Prolonged treatment was the most common reason for delay in discharge similar to a study in a tertiary healthcare center in Mexico [4]. This correlates with the complex nature of the disease processes that requires further evaluation and management. However, the reason for delay was not documented in more than half of those with PLOS in our study, and thus robust conclusions cannot be drawn from this observation. Similar to a study among general internal medicine patients in a tertiary care center in Thailand, the median direct cost of hospitalization was significantly higher among patients with PLOS, thereby implying a greater economic burden for the hospital and strain on its resources [5]. In health systems with out-of-pocket payments as the dominant payment mechanism and social health insurance covering less than a fifth of total health expenditure, catastrophic health spending is worrisome. In 2012, 1 million Filipinos were impoverished by high out-of-pocket expenses [18].

We encountered several limitations in our study. First, the definition of PLOS varies in the literature, making comparisons across studies difficult. Another limitation is the retrospective nature of the study. Data were based on a review of handwritten chart entries, which may be limited by illegibility, incompleteness, or lack of proper documentation. The problem of missing data is particularly true for reasons for discharge delays wherein most of the reasons were not clearly stated or logged at all. Due to the relatively small sample size, some factors that were associated with PLOS in other studies may not have been statistically significant in this study. Our findings from a single public tertiary hospital may also not be generalizable to other healthcare institutions.

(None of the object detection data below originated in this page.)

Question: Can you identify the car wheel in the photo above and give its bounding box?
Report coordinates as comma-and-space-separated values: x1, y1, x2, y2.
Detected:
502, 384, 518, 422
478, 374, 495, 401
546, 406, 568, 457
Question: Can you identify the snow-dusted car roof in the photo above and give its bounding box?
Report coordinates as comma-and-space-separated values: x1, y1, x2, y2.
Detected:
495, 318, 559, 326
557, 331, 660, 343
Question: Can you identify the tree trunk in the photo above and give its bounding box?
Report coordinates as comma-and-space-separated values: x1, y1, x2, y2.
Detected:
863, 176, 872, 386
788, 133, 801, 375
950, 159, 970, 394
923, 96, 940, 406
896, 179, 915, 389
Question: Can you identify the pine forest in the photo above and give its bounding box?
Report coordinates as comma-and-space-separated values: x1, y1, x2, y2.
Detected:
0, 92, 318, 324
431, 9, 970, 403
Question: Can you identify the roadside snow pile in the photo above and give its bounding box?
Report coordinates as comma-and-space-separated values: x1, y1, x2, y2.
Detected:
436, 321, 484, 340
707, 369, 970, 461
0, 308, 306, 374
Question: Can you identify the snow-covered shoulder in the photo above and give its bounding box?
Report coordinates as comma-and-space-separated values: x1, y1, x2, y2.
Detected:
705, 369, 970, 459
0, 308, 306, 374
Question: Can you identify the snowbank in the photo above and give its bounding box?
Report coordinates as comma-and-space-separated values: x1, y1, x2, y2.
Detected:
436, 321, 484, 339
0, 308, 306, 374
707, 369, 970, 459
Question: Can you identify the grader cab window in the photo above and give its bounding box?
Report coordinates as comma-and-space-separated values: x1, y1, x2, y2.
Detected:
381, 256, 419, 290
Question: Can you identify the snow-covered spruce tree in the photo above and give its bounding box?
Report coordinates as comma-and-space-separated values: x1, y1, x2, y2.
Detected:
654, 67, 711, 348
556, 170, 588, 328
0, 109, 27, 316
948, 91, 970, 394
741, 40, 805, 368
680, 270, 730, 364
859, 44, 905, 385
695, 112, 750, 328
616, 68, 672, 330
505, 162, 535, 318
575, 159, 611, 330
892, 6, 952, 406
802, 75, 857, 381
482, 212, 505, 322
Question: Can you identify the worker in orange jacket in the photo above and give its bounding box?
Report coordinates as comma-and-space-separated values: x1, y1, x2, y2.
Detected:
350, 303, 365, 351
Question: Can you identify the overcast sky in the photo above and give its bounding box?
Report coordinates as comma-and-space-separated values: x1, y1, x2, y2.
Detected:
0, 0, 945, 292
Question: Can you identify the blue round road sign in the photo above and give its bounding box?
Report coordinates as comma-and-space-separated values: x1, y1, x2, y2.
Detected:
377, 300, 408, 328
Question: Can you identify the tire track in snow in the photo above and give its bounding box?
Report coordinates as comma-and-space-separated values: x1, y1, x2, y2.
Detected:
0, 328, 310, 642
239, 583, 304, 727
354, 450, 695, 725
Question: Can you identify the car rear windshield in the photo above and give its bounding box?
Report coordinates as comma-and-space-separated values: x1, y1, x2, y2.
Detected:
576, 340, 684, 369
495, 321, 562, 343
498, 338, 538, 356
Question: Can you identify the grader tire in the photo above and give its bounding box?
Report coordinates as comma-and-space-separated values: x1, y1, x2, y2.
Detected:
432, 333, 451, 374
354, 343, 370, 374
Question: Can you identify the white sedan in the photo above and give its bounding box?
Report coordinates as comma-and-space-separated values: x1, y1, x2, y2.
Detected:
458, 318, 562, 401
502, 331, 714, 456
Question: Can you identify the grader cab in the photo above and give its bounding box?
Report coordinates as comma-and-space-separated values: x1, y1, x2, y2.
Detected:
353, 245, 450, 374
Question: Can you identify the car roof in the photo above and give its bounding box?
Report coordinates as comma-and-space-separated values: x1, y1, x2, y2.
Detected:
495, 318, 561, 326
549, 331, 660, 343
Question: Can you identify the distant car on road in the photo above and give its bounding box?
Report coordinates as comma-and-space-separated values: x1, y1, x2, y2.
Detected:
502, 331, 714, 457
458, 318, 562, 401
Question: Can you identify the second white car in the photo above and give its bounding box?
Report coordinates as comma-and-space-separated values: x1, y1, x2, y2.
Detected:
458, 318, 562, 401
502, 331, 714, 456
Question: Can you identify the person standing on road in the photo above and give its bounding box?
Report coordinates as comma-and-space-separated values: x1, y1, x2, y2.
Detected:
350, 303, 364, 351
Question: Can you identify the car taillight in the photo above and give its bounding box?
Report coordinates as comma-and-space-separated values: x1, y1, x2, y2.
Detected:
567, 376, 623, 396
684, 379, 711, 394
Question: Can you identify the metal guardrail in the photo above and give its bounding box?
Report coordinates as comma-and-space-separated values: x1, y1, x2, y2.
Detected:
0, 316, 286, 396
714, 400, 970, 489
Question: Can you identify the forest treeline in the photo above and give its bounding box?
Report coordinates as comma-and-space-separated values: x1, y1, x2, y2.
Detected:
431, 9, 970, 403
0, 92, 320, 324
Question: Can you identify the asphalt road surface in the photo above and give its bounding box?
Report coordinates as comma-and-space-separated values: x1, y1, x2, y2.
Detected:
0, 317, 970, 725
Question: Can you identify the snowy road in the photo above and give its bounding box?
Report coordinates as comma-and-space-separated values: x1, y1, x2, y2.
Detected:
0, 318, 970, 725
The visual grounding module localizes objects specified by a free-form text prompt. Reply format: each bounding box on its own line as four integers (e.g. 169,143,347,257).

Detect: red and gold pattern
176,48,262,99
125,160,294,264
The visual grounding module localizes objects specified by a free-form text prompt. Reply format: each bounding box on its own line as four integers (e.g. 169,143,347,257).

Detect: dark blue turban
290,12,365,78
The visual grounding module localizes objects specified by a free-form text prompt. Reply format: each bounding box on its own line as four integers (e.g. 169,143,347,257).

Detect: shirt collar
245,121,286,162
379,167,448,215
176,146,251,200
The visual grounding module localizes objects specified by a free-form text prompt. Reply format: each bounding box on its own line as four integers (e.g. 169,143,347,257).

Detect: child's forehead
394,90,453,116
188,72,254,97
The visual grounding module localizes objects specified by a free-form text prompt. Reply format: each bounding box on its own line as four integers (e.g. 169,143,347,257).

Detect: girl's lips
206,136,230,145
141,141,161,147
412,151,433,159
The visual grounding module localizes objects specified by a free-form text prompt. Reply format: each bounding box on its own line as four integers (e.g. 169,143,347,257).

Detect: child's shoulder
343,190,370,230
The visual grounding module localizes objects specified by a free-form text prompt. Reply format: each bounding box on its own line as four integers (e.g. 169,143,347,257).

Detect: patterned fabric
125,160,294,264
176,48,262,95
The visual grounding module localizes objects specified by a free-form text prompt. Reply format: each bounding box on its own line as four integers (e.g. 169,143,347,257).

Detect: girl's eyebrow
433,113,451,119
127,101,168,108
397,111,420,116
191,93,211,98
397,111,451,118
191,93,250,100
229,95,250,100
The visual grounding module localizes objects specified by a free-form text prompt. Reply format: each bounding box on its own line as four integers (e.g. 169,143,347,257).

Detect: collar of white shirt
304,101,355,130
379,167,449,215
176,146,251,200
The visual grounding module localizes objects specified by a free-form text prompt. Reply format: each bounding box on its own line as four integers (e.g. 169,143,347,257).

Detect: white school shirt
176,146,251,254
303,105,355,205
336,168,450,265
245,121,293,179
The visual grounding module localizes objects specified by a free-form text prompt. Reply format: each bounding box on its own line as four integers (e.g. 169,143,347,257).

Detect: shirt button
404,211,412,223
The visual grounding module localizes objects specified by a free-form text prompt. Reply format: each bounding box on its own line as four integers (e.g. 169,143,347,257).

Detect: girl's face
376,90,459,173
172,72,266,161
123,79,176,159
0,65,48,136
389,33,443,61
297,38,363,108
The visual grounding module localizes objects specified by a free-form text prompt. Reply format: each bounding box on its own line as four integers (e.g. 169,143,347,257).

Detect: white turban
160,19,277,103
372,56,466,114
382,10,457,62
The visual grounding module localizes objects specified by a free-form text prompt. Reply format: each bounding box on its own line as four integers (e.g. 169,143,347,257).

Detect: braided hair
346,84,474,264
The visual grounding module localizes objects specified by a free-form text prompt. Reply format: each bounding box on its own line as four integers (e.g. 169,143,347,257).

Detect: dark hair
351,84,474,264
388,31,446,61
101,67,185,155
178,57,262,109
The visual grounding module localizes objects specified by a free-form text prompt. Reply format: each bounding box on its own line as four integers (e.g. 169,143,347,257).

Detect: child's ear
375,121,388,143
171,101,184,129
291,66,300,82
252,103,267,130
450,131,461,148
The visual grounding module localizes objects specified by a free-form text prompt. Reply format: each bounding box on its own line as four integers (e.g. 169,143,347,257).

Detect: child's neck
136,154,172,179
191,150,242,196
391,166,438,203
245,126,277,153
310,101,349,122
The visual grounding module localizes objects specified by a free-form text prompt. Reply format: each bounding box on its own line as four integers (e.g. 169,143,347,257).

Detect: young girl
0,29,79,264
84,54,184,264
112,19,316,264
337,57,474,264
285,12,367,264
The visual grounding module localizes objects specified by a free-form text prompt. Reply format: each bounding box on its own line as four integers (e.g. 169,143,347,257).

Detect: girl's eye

Given the results of the study, the government, in coordination with the hospital administration, should modify system-level factors such as lack of infrastructure and inadequate financing to address the health and financial impact of PLOS. Hospital policies should be reviewed and improved to mitigate risk factors and address reasons for discharge delays. Knowing that those who are partially dependent on activities of daily living on admission are at risk for PLOS, clinicians should pay attention to strategies on supporting patients with limited mobility and functionality such as a mobility bundle or improved coordination with rehabilitation service [19]. Interdepartmental communication should be improved through regular multidisciplinary meetings especially in patients with complex medical problems requiring multispecialty management. It is also recommended that an outpatient parenteral antimicrobial therapy (OPAT) program be developed to help address prolonged treatment as the most common reason for discharge delays. Finally, issues on missing data highlight gaps in documentation that should be addressed and included in quality control indices.

Additional research should be undertaken to create standard disease- or admission-specific definitions for PLOS as each condition entails different approaches to management with some requiring weeks of treatment. These definitions may allow comparisons across studies and serve as a metric for quality of care delivered. Furthermore, factors can be analyzed per type of admission (i.e. emergency, elective) to see if the associations are robust. Finally, interventions targeting factors that lead to PLOS should be conceptualized and tested in future studies.


A significant proportion of admitted internal medicine patients have prolonged hospital stay. Various factors were found to be significant predictors. Knowledge of the factors associated with prolonged hospital stay and reasons for discharge delays can guide clinicians and hospital administrators in improving hospital efficiency and quality of patient care.